Interestingly, the very first apostolic exhortation was published in 1975 by Pope Paul VI after the 1974 synod on evangelization. Titled Evangelii Nuntiandi (Evangelization in the Modern World), the document aimed to define evangelization and explore how to carry it out in today’s increasingly secular world. Although the document bore Pope Paul VI’s signature, large chunks were written by a young Polish bishop, Karol Wojtyla, who would later become Pope John Paul II.

As we all know, that same Pope John Paul would instigate the New Evangelization, a springtime of faith and the topic of the 2012 synod to which Pope Francis devotes his exhortation. It’s beautiful to see this harmony among popes and how this new exhortation fits neatly into the teaching history of the Church.

Peter Thoai, O.P.

======================

“The Church is a mother… a good mother can recognize everything that God is bringing about in her children, she listens to their concerns and learns from them.”

Pope Francis

CHRIST BEFORE RULES

CHRIST BEFORE RULES

Pope Francis raised some eyebrows in his recent interview published in America magazinewhen he expressed concern that many see the Church’s teaching and proclamation primarily in terms of moral prohibitions. The mainstream media suggested that the Holy Father might finally be changing what it regards as antiquated and heartless rules. Some conservative Catholics, on the other hand, worry that the pope is not proclaiming the “hard truths” often enough, as indeed he mentions in the interview. In examining whether these two reactions flow from a true understanding of what Pope Francis is saying, it’s helpful to turn to one of the most important contemporary treatments of morality: After Virtue, by Alasdair MacIntyre.

MacIntyre explains that calm and objective moral discourse is impossible in this day and age because of the effect of emotivism on our culture. Emotivism is a system of philosophical ethics that developed in early twentieth-century England. It promoted a subjective basis for ethics by positing the idea that moral utterances are expressions of one’s preferences rather than anything objective. The culture, then, chafes at rules because they become a burden and an unnecessary hampering of one’s freedom, an imposition of someone else’s preferences over its own.

For this reason, the point that Pope Francis is making—that Jesus Christ is at the heart of the Gospel—is all the more important to keep in mind. If someone is going to interpret every “Do this” or “Don’t do that” that you throw at them as merely your personal preference, then you’re likely wasting your breath in your attempt to set them on the “straight and narrow.” In an emotivist culture that has largely forgotten its Christian foundations, starting with moral prohibitions is not only ineffective in spreading the Gospel, it’s positively damaging.
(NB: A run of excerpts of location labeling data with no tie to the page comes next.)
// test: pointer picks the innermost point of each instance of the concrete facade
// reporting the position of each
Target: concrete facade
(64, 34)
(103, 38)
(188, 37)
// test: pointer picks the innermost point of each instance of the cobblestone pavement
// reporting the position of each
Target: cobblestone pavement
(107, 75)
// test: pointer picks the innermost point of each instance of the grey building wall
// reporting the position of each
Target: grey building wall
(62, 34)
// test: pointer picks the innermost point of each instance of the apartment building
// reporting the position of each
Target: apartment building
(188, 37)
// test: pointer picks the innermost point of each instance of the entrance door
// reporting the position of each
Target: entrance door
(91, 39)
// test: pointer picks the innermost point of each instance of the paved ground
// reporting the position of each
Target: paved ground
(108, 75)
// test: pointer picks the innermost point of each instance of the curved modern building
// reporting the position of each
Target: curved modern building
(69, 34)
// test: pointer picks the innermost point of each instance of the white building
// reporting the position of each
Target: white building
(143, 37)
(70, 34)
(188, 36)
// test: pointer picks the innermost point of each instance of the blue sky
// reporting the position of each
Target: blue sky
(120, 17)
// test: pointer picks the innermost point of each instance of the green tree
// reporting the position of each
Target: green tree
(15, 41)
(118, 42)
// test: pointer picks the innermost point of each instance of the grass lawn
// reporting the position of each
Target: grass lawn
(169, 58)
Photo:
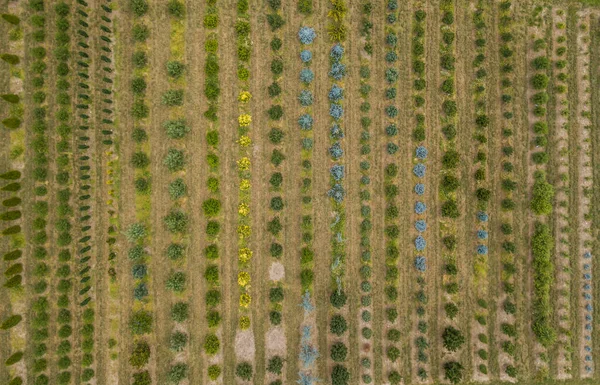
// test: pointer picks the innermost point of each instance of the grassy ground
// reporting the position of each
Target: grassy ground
(119, 371)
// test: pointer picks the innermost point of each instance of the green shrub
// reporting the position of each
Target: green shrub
(14, 358)
(275, 365)
(177, 189)
(539, 81)
(542, 197)
(174, 160)
(244, 371)
(177, 341)
(211, 20)
(140, 32)
(340, 375)
(338, 325)
(140, 355)
(138, 85)
(172, 98)
(177, 373)
(139, 7)
(176, 9)
(305, 7)
(175, 69)
(453, 338)
(543, 278)
(453, 372)
(176, 221)
(214, 371)
(450, 209)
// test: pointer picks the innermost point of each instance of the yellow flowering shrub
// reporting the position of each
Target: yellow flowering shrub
(243, 164)
(244, 231)
(244, 141)
(244, 96)
(243, 209)
(244, 322)
(245, 184)
(243, 278)
(245, 300)
(244, 120)
(244, 255)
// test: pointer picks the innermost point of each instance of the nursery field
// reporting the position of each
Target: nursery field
(277, 192)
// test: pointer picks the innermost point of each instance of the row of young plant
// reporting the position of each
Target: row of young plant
(507, 205)
(419, 89)
(112, 165)
(337, 31)
(212, 343)
(12, 206)
(84, 184)
(561, 174)
(308, 352)
(584, 193)
(38, 166)
(366, 225)
(138, 234)
(176, 221)
(244, 365)
(12, 233)
(482, 122)
(64, 165)
(276, 136)
(392, 230)
(452, 336)
(542, 242)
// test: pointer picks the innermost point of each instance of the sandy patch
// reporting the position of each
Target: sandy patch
(276, 272)
(244, 345)
(275, 341)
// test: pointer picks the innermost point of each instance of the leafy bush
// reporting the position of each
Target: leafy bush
(275, 365)
(172, 98)
(244, 371)
(176, 9)
(453, 371)
(340, 375)
(174, 160)
(179, 312)
(539, 81)
(176, 129)
(177, 188)
(543, 277)
(542, 198)
(176, 282)
(211, 207)
(305, 98)
(176, 221)
(175, 68)
(140, 322)
(139, 7)
(338, 325)
(306, 56)
(211, 344)
(306, 75)
(453, 338)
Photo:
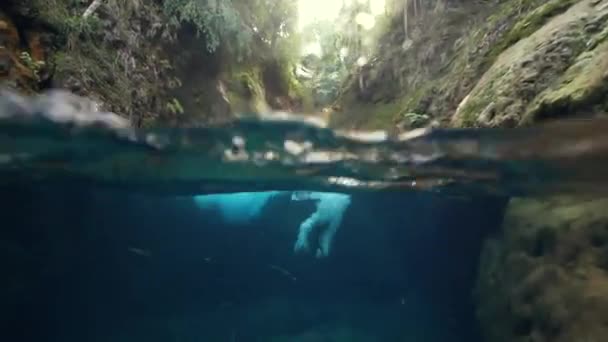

Pope Francis reminds us that “the proposal of the Gospel must be more simple, profound, radiant. It is from this proposition that the moral consequences then flow.”

John Senior, a Catholic professor from the University of Kansas known for the conversions that he and two colleagues inspired in the course of their teaching careers, once said: “If you want to be good, be happy.” Friendship with God is the greatest source of happiness there is. If we find our true happiness in God, we will be moved to do what is good out of love for Him. We will want to hold on to “the fruit of the Spirit,” which St. Paul says “is love, joy, peace, forbearance, kindness, goodness, faithfulness, gentleness and self-control” (Gal 5:22–23).

It is this right ordering of the proclamation of the Gospel that Pope Francis was emphasizing in his interview. He is not afraid to teach what others find unpleasant, but he wants to remind us that “the most important thing is the first proclamation: Jesus Christ has saved you.”